François Bedel tint le dernier des trois moulins à foulon, dans la vallée des Ponts- Neufs. Au sortir de l’étang, franchie la chaussée dont on attribue la construction aux Romains, le Gouessan se faufilait par cette gorge sauvage, jusqu’à la mer. A chaque détour, un moulin. Moulin à blé, comme les Moulins-Rolland, moulin à foulon, comme ce moulin de l’Alouette, où naquit et besogna François Bedel.

Voilà des gens, ces Bedel, qui, pendant des générations, n’ont pas eu à hésiter, à l’âge de prendre un état. Aussi loin que puissent remonter les souvenirs de la famille, on a toujours tenu un moulin à foulon, et dans le même coin. L’arrière-grandpère, le grand-père et le père de François Bedel, qui eut cinq enfants. Et le survivant, tout poudreux du travail des battaisons, garde l’orgueil de cette hérédité.
Si le foulonnier, son moulin détruit, croit encore à la grandeur et à l’utilité de sa mission, il reconnaît qu’il a dû abdiquer devant les essais de coquetterie de la jeunesse campagnarde, avide de singer les citadins. C’est du jour où les coqs de village ont cru s’aristocratiser, en s’habillant de confection, qu’il n’y a plus eu besoin de moulins à foulon.
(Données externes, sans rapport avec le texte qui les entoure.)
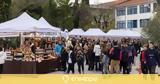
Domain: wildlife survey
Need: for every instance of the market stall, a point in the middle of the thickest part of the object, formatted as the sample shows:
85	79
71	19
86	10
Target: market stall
35	54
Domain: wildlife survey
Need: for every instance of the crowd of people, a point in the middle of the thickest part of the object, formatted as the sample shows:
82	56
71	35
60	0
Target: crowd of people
109	57
106	56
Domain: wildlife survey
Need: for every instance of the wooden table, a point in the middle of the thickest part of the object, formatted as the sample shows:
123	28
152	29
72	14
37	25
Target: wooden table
23	67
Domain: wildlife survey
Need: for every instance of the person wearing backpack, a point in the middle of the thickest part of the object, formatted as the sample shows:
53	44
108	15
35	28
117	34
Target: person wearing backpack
115	58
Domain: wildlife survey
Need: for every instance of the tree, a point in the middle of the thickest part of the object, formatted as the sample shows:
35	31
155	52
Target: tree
75	14
85	15
4	10
59	13
151	30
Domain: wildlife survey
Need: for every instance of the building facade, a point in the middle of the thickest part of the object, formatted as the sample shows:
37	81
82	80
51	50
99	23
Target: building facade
134	14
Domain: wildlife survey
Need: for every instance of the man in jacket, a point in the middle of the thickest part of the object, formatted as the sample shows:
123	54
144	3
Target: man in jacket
71	60
115	58
97	51
152	59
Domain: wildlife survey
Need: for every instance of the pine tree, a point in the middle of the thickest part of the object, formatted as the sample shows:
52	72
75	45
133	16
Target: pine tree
4	10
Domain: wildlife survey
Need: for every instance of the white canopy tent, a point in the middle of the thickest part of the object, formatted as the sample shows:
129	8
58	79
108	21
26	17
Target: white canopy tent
24	23
9	35
76	32
123	33
94	32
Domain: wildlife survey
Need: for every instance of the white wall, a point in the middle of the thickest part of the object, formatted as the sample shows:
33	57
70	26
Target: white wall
137	17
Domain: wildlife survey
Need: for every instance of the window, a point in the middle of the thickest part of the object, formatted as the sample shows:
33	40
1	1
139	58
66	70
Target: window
132	10
143	22
145	8
121	11
132	24
121	24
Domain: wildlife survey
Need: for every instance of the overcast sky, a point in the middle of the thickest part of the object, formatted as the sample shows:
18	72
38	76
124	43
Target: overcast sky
96	1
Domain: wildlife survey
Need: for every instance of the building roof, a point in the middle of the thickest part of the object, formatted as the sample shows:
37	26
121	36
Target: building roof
121	3
133	2
108	5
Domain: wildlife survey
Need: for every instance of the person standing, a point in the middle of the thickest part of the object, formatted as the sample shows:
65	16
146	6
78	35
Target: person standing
80	61
71	60
64	55
105	61
115	58
131	54
97	51
124	58
3	56
151	58
91	57
58	48
144	67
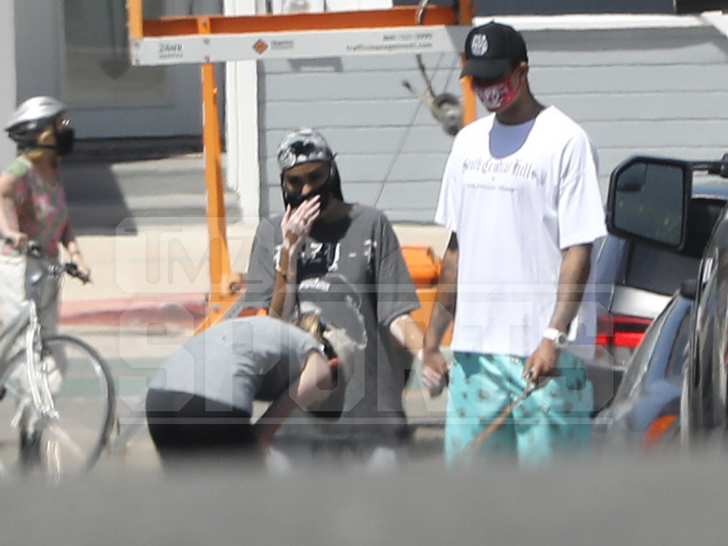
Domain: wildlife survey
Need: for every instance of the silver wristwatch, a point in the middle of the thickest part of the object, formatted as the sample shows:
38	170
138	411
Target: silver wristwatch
558	337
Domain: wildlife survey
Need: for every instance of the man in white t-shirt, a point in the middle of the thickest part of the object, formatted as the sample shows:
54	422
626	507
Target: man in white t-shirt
521	196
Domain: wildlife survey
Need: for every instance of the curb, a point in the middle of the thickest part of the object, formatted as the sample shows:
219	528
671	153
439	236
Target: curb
182	310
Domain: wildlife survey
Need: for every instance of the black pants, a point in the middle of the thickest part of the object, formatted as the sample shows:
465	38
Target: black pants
185	427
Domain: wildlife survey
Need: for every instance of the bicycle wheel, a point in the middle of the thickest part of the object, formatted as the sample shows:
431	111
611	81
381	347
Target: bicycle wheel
69	439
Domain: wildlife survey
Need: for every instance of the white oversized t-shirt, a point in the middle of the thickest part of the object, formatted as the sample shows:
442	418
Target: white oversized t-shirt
516	195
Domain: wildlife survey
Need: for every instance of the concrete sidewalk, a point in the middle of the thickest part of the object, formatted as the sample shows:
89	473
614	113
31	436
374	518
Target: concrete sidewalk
160	274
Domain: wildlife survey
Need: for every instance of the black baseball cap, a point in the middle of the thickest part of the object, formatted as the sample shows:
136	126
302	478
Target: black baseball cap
491	49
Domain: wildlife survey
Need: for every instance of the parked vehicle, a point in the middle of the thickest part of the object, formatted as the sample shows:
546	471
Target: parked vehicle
649	200
635	281
645	410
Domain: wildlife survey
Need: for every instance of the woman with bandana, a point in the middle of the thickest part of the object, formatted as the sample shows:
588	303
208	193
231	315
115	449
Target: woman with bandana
342	261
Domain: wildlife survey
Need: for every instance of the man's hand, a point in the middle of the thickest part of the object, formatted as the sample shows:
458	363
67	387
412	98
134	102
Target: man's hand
542	363
297	223
17	239
434	371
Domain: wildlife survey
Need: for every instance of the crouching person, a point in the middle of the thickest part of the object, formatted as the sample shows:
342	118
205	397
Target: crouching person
200	402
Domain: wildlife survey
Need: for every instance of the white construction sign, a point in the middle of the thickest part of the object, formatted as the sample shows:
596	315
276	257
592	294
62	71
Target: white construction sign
298	45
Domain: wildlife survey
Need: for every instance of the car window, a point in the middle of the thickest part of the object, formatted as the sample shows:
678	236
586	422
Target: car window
658	270
662	271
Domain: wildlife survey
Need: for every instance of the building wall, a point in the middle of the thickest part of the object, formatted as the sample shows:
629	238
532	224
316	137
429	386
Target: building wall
660	91
7	78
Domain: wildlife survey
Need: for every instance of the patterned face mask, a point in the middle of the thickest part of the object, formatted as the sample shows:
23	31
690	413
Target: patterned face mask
497	96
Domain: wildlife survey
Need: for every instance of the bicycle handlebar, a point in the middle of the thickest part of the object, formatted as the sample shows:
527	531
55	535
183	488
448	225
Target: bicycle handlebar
33	249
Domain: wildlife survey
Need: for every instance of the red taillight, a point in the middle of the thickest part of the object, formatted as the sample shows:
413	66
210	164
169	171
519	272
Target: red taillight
656	431
621	331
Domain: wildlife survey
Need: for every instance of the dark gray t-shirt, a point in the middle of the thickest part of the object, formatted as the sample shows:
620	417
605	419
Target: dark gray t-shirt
352	272
237	361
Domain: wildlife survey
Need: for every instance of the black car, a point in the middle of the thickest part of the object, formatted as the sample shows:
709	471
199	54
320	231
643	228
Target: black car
649	200
635	280
645	410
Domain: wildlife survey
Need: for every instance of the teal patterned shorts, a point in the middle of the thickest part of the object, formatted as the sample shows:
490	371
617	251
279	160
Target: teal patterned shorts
553	420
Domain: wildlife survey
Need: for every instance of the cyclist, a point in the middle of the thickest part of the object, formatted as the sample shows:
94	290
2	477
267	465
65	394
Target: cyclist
201	399
33	206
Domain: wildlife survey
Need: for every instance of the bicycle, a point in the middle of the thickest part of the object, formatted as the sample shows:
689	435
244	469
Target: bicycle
57	395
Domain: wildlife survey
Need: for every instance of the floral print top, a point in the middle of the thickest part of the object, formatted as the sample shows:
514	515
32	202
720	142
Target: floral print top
38	207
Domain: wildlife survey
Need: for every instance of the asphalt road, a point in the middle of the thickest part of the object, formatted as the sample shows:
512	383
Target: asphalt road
661	500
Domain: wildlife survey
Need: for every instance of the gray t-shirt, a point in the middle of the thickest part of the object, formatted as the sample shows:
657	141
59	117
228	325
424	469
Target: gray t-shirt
351	272
237	361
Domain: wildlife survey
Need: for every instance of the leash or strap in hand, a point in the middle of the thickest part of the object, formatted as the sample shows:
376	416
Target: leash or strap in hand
497	422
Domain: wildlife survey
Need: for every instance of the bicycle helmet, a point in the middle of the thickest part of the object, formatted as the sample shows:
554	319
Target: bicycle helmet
31	118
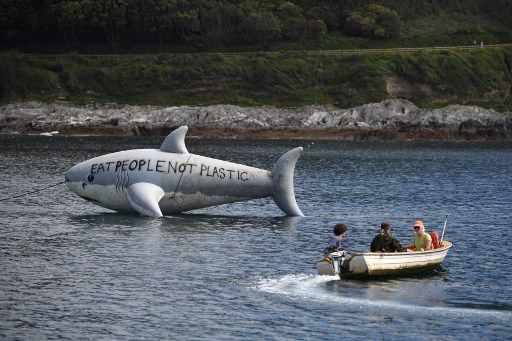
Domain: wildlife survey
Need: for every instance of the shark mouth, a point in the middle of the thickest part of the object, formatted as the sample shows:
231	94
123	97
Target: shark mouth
90	199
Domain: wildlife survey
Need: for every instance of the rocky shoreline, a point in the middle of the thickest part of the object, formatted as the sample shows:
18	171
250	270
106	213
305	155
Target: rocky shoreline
394	119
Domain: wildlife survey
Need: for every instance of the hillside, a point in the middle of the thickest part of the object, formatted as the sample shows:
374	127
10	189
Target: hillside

Ceux-ci ont fermé, faute de clientèle.
– Rester à se tourner les pouces dans son fond de vallée, travailler un jour ou deux par semaine ?… On ne pouvait plus tenir, dit François Bedel.
A la vérité, la mort du tisserand a entraîné celle du foulonnier. Jadis, chaque maison, avec son lin, son chanvre, sa laine, ne se fournissait pas seulement en linge, mais produisait de quoi s’habiller. Le tisserand fabriquait l’étoffe, pour les cotillons féminins, la garrerie verte  ou brune, avec des rayures, et la berlinge, bleue ou jaune, pour les gros effets d’homme. Mais ces draps, étirés par le métier à tisser, paraissaient trop clairs à des ménagères soucieuses de l’à-main, de l’épaisseur et du moelleux.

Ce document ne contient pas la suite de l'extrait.